Perché gli uomini non possono più essere i grandi assenti

Nel dibattito sui diritti riproduttivi e sul corpo femminile, c'è una voce che risuona con una chiarezza disarmante, invitandoci a un cambio di prospettiva tanto radicale quanto necessario. È la voce di Gabrielle Blair, madre di sei figli e mormone, che nel 2018 con un tweet diventato virale ha scosso le fondamenta di molte convinzioni: "Ho ascoltato gli uomini pontificare sui diritti riproduttivi delle donne, e sono convinta che gli uomini in realtà non abbiano alcun interesse a fermare l'aborto.
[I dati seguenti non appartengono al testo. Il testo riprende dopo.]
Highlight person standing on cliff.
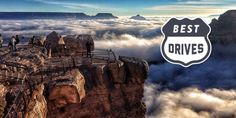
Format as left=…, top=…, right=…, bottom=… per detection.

Ecco perché…"

Queste parole offronoo uno spunto cruciale per riflettere sul ruolo maschile nelle questioni che riguardano il corpo e l'autodeterminazione femminile. Per troppo tempo, la discussione si è concentrata quasi esclusivamente sulle donne, sulle loro scelte, sui loro corpi, lasciando gli uomini ai margini, o peggio, nel ruolo di chi pretende di decidere per altri. È ora di cambiare paradigma.

"Gli uomini sono responsabili al 100% delle gravidanze indesiderate"

Il fulcro dell'argomentazione di Gabrielle Blair, sviluppata in un lungo e dettagliato thread, è tanto semplice quanto potente: se si vuole seriamente ridurre il numero di aborti, bisogna prevenire le gravidanze indesiderate. E, secondo lei, la responsabilità di queste gravidanze ricade interamente sugli uomini. Blair sottolinea dati biologici incontrovertibili: una donna è fertile solo per pochi giorni al mese, per un numero limitato di anni. Un uomo, al contrario, può causare una gravidanza 365 giorni all'anno, per gran parte della sua vita.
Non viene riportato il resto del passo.